BVH construction on gpu


im trying to implement bvh on gpu following

and got stuck at the bounding box calculation, particularly the part

“The approach I adopt in my paper is to do a parallel bottom-up reduction, where each thread starts from a single leaf node and walks toward the root. To find the bounding box of a given node, the thread simply looks up the bounding boxes of its children and calculates their union. To avoid duplicate work, the idea is to use an atomic flag per node to terminate the first thread that enters it, while letting the second one through. This ensures that every node gets processed only once, and not before both of its children are processed.”

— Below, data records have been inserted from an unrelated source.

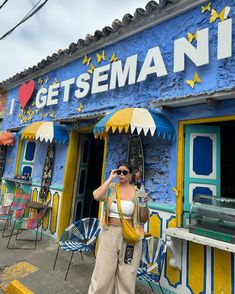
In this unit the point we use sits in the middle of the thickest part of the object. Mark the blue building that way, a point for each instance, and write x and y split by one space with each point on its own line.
176 60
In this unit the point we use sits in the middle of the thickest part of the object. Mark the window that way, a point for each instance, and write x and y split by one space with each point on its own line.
27 158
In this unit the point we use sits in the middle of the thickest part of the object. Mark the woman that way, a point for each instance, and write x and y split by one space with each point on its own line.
110 269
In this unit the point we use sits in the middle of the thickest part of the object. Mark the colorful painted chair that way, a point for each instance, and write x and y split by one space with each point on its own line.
151 263
28 220
15 210
79 237
5 205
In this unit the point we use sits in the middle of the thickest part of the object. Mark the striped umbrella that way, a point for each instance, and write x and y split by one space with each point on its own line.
135 119
47 131
6 138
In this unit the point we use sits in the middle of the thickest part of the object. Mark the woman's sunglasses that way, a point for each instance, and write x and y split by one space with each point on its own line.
124 172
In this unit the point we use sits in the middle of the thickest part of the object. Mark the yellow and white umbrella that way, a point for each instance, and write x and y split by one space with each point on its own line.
135 119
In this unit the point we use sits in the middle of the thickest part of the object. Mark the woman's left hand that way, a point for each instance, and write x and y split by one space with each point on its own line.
146 199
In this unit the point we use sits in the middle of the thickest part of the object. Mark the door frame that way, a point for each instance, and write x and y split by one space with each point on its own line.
84 131
179 190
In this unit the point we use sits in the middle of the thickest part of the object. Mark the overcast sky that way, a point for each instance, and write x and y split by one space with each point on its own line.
54 27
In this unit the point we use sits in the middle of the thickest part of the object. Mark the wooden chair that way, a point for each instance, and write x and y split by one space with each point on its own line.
31 220
152 258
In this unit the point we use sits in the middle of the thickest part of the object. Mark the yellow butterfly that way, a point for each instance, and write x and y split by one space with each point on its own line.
92 68
55 82
195 80
222 15
52 114
192 37
80 108
206 8
100 57
86 60
113 58
40 81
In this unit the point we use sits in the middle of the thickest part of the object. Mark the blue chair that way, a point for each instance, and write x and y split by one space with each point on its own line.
79 237
152 258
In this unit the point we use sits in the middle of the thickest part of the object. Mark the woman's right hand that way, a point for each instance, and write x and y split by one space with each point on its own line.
113 174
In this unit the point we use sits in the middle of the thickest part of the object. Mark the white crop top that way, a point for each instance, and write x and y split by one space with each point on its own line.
127 209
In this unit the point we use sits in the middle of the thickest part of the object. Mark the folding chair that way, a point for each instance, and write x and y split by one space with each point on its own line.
153 255
5 204
79 237
15 210
28 221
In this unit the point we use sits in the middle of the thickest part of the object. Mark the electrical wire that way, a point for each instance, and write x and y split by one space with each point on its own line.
26 17
3 3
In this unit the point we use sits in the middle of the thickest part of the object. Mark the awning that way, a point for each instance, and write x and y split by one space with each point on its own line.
135 119
7 138
48 131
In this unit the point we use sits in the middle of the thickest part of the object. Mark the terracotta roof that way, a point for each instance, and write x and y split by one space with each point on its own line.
108 35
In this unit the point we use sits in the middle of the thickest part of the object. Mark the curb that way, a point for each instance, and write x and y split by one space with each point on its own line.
15 287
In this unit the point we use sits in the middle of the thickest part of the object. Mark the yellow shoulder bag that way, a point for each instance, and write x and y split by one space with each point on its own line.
129 233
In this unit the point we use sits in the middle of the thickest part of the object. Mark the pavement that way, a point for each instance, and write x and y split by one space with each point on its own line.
30 271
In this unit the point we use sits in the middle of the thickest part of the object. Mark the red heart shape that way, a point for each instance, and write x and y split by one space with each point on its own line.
25 92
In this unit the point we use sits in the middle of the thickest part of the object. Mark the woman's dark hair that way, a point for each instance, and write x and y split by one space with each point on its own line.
126 164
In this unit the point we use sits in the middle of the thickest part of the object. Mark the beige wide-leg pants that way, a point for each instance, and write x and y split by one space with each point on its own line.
110 271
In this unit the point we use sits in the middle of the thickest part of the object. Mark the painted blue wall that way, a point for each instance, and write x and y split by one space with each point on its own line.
216 76
160 157
10 162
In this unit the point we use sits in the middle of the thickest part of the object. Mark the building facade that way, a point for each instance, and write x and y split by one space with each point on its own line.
175 59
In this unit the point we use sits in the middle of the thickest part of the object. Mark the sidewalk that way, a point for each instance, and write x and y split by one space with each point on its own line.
33 269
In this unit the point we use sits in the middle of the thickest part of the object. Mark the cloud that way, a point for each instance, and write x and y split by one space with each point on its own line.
54 27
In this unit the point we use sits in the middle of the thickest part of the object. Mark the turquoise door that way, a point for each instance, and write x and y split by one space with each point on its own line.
202 162
80 201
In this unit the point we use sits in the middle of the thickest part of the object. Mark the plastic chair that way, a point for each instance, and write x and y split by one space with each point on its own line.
152 258
79 237
28 221
15 209
5 204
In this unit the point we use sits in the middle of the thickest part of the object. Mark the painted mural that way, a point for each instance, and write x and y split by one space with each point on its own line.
182 58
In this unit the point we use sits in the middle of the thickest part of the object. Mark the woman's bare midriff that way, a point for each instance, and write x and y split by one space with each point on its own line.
117 222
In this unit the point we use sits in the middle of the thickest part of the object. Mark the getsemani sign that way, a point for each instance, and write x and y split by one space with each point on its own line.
117 74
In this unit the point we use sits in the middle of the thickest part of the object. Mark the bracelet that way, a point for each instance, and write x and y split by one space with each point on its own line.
146 206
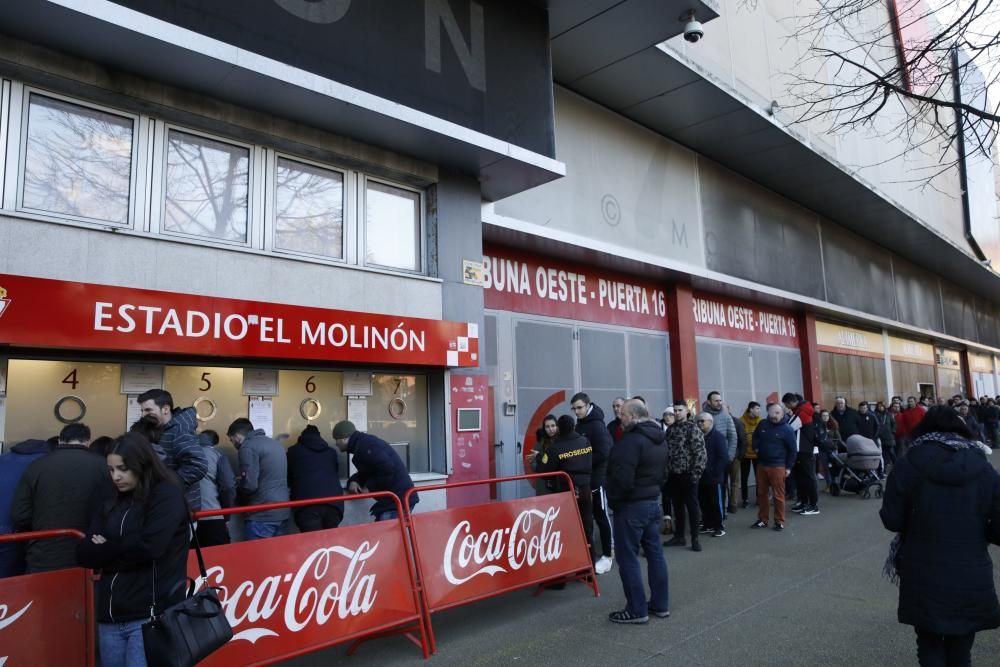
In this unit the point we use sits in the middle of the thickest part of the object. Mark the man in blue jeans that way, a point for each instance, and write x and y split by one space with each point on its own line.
636 471
263 479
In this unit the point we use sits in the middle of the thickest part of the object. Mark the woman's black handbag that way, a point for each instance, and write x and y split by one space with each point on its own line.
189 631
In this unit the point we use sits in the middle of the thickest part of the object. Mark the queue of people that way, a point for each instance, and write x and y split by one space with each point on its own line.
134 498
628 475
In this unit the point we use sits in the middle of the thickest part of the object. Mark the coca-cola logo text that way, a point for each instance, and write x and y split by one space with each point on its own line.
528 540
305 597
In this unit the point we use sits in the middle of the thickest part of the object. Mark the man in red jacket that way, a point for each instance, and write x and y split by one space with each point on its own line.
805 463
908 420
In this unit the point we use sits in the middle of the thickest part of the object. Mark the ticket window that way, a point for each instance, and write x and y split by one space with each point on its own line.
85 392
397 413
216 393
309 397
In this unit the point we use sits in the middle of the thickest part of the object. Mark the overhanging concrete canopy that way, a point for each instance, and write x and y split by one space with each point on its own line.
656 89
113 35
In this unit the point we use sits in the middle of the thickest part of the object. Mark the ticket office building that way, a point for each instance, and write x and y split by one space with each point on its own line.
172 153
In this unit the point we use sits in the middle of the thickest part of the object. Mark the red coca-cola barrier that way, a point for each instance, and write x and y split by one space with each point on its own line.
475 552
292 595
47 618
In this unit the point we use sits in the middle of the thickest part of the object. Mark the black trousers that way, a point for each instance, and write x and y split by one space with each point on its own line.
805 479
941 651
212 532
585 501
712 501
599 502
745 465
665 498
684 497
317 517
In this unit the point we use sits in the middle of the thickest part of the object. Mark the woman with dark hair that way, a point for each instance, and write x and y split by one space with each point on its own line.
544 437
139 542
831 444
943 501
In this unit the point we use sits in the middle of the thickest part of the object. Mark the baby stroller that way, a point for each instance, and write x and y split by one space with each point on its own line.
854 470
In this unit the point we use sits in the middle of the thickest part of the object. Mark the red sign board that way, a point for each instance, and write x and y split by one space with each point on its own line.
288 595
43 619
53 313
474 552
719 317
470 446
540 286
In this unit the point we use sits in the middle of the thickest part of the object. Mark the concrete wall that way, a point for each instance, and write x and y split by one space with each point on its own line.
52 250
732 226
625 186
753 49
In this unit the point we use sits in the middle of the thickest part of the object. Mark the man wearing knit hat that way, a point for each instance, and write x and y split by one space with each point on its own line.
379 468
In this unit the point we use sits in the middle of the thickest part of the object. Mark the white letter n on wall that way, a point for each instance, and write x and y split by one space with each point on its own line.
472 56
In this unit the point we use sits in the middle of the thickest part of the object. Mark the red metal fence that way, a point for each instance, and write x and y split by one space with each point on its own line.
296 594
47 618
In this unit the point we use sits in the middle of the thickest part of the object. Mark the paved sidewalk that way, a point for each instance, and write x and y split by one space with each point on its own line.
811 595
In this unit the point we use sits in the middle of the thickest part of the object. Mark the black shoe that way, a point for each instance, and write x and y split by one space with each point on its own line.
659 613
624 616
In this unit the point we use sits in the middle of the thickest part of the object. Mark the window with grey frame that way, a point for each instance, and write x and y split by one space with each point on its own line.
83 163
206 188
77 161
309 209
393 227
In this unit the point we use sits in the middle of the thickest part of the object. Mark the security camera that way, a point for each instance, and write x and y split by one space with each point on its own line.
693 30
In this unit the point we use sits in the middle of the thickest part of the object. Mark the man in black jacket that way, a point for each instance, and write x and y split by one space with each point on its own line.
636 470
379 468
62 489
710 494
590 424
867 425
314 472
847 418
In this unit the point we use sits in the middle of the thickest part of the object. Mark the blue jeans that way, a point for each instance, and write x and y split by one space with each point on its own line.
121 644
636 524
259 530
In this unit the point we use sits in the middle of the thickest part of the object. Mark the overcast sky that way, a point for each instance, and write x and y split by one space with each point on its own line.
988 29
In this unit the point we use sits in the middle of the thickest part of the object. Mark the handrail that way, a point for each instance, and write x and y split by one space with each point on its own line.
42 535
251 509
490 480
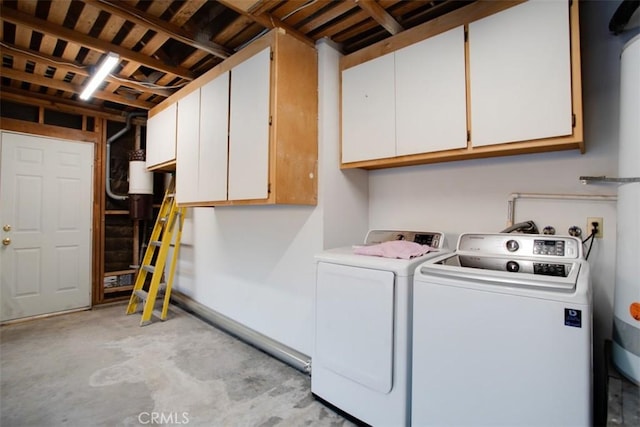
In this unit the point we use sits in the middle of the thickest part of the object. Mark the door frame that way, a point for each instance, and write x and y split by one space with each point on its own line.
97 138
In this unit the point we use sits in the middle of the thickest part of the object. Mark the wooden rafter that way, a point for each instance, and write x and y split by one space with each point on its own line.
30 21
67 67
134 15
69 87
381 16
266 20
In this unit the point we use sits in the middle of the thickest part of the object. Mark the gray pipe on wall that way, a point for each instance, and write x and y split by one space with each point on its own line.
118 134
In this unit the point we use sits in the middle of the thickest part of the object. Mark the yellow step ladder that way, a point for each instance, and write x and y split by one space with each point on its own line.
167 230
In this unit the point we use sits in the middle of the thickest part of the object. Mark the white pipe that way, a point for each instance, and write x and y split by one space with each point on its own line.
515 196
276 349
121 132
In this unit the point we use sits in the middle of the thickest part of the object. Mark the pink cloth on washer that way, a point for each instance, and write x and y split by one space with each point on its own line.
394 249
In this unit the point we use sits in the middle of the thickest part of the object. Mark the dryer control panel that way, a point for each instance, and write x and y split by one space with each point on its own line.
429 238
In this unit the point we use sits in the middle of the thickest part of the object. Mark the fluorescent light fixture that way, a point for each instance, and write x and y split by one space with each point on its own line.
108 64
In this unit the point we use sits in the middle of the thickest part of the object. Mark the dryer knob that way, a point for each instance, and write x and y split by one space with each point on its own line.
513 266
512 245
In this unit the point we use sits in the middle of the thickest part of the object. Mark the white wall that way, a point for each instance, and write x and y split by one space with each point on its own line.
255 264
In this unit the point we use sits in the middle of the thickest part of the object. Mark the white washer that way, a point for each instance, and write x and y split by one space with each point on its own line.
502 334
361 361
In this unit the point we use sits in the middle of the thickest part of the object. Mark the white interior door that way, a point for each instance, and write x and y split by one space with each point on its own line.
45 214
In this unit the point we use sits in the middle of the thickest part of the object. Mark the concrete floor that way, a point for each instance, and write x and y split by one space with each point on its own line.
100 368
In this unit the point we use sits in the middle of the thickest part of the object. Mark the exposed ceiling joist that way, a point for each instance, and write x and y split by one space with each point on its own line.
49 47
37 24
69 87
266 20
378 13
134 15
68 67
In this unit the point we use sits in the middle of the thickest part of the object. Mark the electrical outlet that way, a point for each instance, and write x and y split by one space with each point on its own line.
597 223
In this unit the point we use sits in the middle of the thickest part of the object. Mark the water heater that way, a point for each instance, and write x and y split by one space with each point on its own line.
626 305
140 187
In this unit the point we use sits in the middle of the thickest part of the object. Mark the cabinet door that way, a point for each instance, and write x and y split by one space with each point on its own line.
187 151
520 74
249 128
431 112
368 110
214 133
161 137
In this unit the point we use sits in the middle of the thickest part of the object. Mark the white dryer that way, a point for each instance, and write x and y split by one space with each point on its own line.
502 334
361 361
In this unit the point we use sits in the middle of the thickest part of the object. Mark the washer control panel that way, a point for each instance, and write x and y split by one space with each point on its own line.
525 245
548 247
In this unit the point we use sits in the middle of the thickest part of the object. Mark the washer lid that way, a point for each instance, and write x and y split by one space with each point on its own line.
401 267
539 273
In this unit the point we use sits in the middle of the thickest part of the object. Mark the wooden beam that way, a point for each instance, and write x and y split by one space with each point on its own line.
138 17
379 14
34 23
264 19
55 62
241 6
53 102
46 130
68 87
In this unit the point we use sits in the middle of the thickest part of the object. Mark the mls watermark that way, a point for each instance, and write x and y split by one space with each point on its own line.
160 418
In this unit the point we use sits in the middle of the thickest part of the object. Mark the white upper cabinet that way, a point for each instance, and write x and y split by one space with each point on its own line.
188 147
249 128
430 85
406 102
495 79
214 132
368 110
203 117
520 74
161 138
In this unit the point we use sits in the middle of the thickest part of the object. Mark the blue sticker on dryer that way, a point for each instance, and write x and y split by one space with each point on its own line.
573 317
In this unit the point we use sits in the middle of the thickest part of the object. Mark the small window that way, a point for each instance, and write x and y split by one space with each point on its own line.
58 118
13 110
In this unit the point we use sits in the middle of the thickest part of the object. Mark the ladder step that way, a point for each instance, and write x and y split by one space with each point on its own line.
143 295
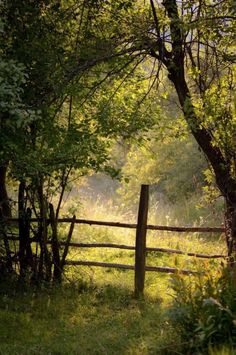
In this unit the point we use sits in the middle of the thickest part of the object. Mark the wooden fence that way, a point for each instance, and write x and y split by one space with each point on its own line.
140 248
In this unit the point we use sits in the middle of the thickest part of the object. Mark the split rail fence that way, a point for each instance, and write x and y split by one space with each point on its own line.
140 248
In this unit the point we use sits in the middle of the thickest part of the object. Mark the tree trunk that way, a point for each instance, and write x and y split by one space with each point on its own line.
4 200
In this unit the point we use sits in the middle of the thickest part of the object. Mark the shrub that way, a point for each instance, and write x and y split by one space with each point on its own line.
204 308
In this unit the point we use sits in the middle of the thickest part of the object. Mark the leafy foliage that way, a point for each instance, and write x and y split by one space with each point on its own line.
205 309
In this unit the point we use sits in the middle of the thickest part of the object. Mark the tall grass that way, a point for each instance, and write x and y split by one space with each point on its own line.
95 312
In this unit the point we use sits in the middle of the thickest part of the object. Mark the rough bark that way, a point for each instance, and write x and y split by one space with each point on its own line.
4 200
174 61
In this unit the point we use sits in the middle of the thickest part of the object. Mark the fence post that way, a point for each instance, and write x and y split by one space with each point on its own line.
140 246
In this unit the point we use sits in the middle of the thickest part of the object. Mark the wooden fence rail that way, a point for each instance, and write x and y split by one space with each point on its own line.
140 248
129 225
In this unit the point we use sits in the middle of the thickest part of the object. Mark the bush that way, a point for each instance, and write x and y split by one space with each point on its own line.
204 309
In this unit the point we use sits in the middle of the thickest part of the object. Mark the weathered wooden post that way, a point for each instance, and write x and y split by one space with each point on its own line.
140 246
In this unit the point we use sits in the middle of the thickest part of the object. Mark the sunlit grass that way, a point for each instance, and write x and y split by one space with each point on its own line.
156 284
94 312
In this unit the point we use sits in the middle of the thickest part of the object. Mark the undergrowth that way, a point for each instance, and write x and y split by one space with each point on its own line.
94 311
204 310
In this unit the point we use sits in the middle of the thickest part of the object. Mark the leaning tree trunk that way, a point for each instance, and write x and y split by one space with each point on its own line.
174 62
4 200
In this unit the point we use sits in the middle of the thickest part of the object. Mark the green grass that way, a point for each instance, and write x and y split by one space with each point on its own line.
94 312
85 320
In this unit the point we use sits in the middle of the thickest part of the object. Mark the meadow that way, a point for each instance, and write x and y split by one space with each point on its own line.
94 311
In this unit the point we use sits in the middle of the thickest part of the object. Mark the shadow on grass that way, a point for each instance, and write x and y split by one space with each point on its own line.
81 320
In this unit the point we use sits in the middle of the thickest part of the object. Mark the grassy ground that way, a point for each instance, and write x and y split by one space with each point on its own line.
95 312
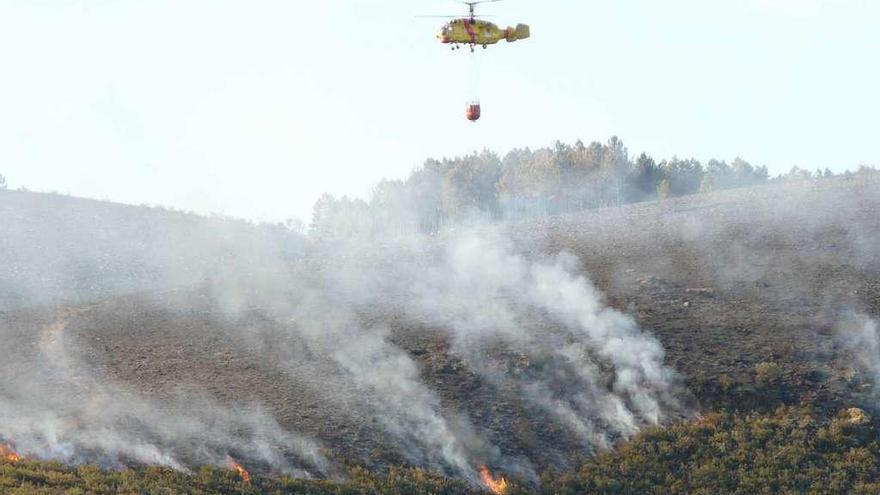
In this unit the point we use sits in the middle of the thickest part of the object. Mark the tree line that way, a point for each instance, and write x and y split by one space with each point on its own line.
526 183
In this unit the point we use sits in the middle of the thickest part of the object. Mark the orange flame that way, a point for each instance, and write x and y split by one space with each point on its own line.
7 453
235 466
498 486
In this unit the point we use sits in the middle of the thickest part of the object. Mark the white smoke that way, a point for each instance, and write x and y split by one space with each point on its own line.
55 406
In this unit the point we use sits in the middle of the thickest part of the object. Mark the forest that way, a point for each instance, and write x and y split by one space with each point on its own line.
527 183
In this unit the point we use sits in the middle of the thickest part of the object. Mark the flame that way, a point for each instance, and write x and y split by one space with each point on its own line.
498 486
7 452
235 466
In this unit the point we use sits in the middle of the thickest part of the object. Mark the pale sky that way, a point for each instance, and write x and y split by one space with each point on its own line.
253 108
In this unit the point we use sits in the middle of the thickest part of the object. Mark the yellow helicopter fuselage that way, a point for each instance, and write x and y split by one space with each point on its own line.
477 32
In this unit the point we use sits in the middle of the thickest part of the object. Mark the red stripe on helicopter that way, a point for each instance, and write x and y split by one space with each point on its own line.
470 29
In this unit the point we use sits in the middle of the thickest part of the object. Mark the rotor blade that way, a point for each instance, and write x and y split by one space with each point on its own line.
480 1
450 16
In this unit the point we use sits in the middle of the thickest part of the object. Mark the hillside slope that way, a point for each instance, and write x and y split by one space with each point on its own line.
748 291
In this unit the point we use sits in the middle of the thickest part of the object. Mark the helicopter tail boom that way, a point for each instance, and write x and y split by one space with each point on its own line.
520 32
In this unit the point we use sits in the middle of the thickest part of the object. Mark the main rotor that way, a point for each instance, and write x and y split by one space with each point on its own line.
472 6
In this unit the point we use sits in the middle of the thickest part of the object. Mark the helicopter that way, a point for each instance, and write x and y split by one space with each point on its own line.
472 31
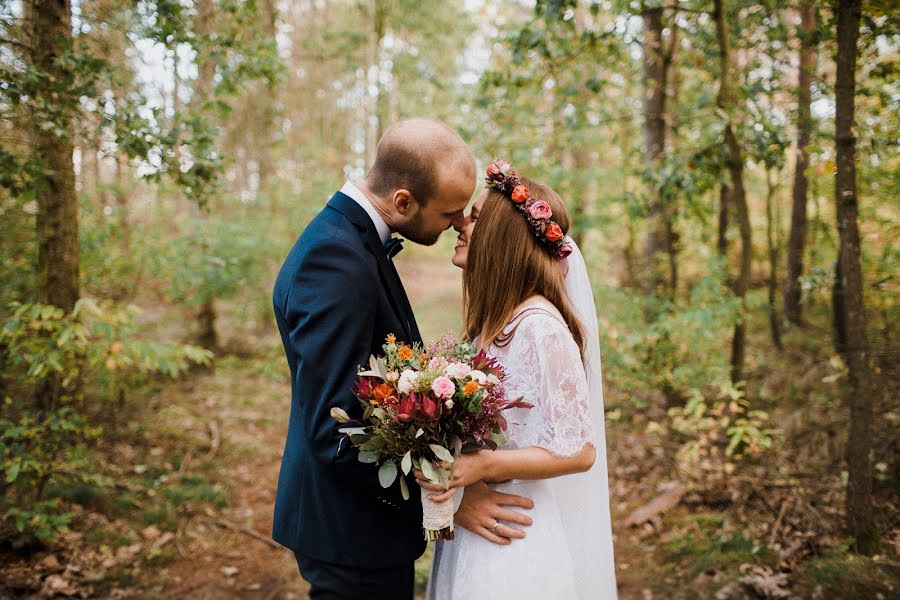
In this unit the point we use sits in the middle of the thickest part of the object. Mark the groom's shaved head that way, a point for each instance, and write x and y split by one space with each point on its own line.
414 155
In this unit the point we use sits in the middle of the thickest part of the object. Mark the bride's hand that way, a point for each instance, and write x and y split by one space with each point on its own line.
467 469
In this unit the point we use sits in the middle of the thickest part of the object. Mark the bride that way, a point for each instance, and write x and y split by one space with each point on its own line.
528 302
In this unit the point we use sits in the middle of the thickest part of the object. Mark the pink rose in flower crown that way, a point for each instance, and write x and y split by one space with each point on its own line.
541 210
443 388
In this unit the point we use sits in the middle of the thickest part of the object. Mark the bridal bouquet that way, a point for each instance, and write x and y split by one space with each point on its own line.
423 408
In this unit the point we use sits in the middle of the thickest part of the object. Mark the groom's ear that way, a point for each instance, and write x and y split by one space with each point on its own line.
404 201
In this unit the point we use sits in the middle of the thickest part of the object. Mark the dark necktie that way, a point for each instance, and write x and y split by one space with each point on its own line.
393 246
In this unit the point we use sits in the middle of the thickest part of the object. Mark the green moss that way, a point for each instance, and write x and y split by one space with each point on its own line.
707 547
161 516
195 489
841 574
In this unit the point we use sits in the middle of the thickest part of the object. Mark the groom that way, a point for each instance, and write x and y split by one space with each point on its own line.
336 298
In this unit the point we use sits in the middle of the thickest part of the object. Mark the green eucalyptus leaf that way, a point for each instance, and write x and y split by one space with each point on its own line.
441 452
369 456
387 473
404 488
406 462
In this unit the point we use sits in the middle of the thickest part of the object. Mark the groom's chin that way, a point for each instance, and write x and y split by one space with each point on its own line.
420 238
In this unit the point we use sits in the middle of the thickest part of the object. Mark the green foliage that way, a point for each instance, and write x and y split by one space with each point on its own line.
679 347
93 347
842 574
213 258
719 432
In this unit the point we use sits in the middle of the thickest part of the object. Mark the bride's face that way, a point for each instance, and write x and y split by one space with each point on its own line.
461 253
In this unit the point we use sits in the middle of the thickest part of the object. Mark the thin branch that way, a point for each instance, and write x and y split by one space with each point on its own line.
694 11
15 43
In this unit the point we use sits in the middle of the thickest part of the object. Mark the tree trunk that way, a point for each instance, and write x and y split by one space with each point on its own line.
122 201
737 198
206 70
372 76
57 217
57 202
797 239
771 224
267 126
862 391
654 74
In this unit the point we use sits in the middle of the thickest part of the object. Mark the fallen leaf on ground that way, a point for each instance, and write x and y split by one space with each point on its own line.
229 571
658 505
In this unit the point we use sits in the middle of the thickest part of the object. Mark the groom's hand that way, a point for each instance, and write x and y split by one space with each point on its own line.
482 509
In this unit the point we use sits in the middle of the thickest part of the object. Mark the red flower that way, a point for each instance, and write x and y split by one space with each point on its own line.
553 233
520 194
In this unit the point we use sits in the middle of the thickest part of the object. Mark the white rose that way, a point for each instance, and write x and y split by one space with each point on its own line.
457 370
478 376
408 381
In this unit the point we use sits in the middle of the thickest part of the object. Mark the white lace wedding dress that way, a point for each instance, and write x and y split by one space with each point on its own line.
567 552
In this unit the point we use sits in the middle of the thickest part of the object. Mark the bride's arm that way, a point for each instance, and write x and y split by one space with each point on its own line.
563 444
502 465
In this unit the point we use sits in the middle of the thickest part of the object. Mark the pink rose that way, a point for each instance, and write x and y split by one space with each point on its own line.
443 388
541 210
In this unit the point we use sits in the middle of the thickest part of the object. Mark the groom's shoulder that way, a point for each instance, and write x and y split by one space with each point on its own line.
330 227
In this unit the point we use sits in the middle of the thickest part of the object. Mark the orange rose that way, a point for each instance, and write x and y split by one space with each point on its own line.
520 194
553 233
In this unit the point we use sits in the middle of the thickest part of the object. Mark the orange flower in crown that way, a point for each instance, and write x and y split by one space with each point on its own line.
503 178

my code (simplified) is like this

struct Point{
    float x, y;

struct BBox{
    Point bottomleft, topright;

struct TreeNode{
    int left, right, parent; // indices of left right children and parent; for leaves left = right = -1; for root, parent = -1
    BBox box;
    int count_arrival; // this is the atomic flag per node mentioned in the above paragraph; initialized to 0

global set_bbox(TreeNode *nodes, …){
    int i = …; // compute thread index
    while(i >= 0){
        int left = nodes[i].left, right = nodes[i].right;
        if(left < 0 && right < 0) i = nodes[i].parent; // at leaf; walk up the tree to parent
            if(atomicAdd(&nodes[i].count_arrival, 1) == 1) break; // first thread arrived stops
            else{ // second thread arrived does the work
                nodes[i].box = union(&nodes[left].box, &nodes[right].box); // device function to calcualte union of boxes
                i = nodes[i].parent; // walk up the tree

with this codes, the internal nodes’ boxes are not calculated correctly, some coordinates are 0s, seemingly indicating children’s boxes are not ready when parent’s box is being set, which i dont understand how/why.

i feel there is something about atomic operation that the blog/paper mentions i dont understand.

please help.

From your description, the atomic flag is only used to avoid computing union(&nodes[left].box, &nodes[right].box); multiple times. However, it does not ensure that nodes[left].box and nodes[right].box have already been calculated.

the flag makes sure that only the second (and last) thread arrived does the work. one of the children’s boxes has been set by the first thread and the other by the second. so when the second thread arrives, both boxes have been set.

i figured out the problem. atomicAdd returns the old value BEFORE adding so the flag check should be

atomicAdd(&nodes[i].count_arrival, 1) == 0